The Random Ambient Monitoring System is a component of DWR's Ambient Monitoring System that was started in January 2007. RAMS is a statewide probabilistic monitoring initiative in which thirty freshwater stream locations are randomly selected and sampled once per month for two years. At the end of the two year cycle the stations are retired and thirty new sampling locations are selected.

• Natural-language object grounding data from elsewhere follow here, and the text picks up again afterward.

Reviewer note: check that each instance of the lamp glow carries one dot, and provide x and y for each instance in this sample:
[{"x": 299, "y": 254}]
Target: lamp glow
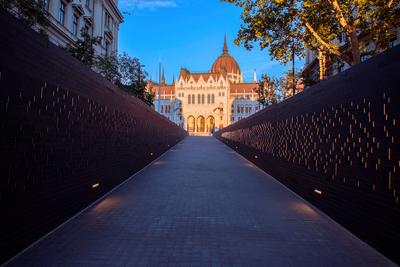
[{"x": 319, "y": 192}]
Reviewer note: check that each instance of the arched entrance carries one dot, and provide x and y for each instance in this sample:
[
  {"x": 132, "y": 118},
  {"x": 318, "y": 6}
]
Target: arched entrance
[
  {"x": 191, "y": 124},
  {"x": 201, "y": 124},
  {"x": 210, "y": 124}
]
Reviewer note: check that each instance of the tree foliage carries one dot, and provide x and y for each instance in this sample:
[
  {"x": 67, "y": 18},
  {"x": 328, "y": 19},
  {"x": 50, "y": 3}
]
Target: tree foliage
[
  {"x": 84, "y": 48},
  {"x": 285, "y": 84},
  {"x": 133, "y": 78},
  {"x": 282, "y": 25},
  {"x": 127, "y": 73},
  {"x": 266, "y": 91}
]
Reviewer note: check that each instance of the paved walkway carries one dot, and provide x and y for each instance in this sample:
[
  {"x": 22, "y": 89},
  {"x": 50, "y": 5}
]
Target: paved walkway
[{"x": 201, "y": 204}]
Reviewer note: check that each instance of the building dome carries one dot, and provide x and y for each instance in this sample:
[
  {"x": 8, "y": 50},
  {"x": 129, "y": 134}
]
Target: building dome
[{"x": 225, "y": 62}]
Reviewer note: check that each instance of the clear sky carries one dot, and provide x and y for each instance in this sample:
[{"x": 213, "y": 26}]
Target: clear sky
[{"x": 187, "y": 33}]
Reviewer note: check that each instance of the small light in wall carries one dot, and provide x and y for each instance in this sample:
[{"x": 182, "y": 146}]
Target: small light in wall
[{"x": 319, "y": 192}]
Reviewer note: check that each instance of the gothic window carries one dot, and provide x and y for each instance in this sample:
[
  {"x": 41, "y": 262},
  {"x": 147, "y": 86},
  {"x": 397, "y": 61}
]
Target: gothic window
[
  {"x": 75, "y": 25},
  {"x": 61, "y": 13}
]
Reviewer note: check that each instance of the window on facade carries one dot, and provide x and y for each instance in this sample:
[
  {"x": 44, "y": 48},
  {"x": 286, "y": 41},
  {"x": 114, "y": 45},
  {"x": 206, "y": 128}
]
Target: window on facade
[
  {"x": 364, "y": 57},
  {"x": 342, "y": 37},
  {"x": 45, "y": 4},
  {"x": 75, "y": 25},
  {"x": 61, "y": 13},
  {"x": 108, "y": 48},
  {"x": 394, "y": 42},
  {"x": 107, "y": 21},
  {"x": 87, "y": 29},
  {"x": 341, "y": 67}
]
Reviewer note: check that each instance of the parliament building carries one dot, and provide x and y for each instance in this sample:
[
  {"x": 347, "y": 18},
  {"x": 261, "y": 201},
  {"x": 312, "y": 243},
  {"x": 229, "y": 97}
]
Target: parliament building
[{"x": 202, "y": 103}]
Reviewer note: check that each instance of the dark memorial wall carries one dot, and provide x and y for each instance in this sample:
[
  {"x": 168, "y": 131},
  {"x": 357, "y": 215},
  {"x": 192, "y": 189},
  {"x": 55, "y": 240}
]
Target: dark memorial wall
[
  {"x": 67, "y": 136},
  {"x": 337, "y": 145}
]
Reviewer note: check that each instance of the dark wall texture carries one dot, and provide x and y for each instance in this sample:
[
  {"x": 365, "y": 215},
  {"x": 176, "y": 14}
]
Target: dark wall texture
[
  {"x": 340, "y": 137},
  {"x": 63, "y": 129}
]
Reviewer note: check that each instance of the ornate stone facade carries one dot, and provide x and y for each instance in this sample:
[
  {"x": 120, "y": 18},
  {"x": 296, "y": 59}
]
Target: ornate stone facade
[{"x": 204, "y": 102}]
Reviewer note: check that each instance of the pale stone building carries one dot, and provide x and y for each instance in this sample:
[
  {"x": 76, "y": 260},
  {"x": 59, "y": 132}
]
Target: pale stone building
[
  {"x": 100, "y": 18},
  {"x": 204, "y": 102}
]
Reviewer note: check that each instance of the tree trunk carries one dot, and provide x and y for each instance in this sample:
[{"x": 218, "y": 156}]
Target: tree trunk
[
  {"x": 323, "y": 70},
  {"x": 355, "y": 47}
]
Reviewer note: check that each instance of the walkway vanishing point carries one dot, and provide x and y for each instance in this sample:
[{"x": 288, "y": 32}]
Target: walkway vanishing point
[{"x": 200, "y": 204}]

The following parameters are collected once per month for a total of 24 times in two years: dissolved oxygen, specific conductance, temperature, pH, alkalinity, chloride, fluoride, sulfate, turbidity, total and dissolved metals, mercury, and volatile organics. The following parameters are collected once every other month for a total of 12 times in two years: cyanide, sulfide, semi-volatile organics, pesticides, and PCBs.
Benefits of RAMS:
- Because most streams in North Carolina are small, the majority of RAMS sites are also on small streams. RAMS data helps to supplement the DWR ambient monitoring network, which has historically focused on large rivers and areas with known water quality problems.
- RAMS allows DWR to collect data on water quality parameters that are rarely examined, and to answer broad questions about the water quality of North Carolina streams with a statistical rigor that had not been possible before.
- RAMS data may be used to develop and evaluate methods of measuring water pollutants.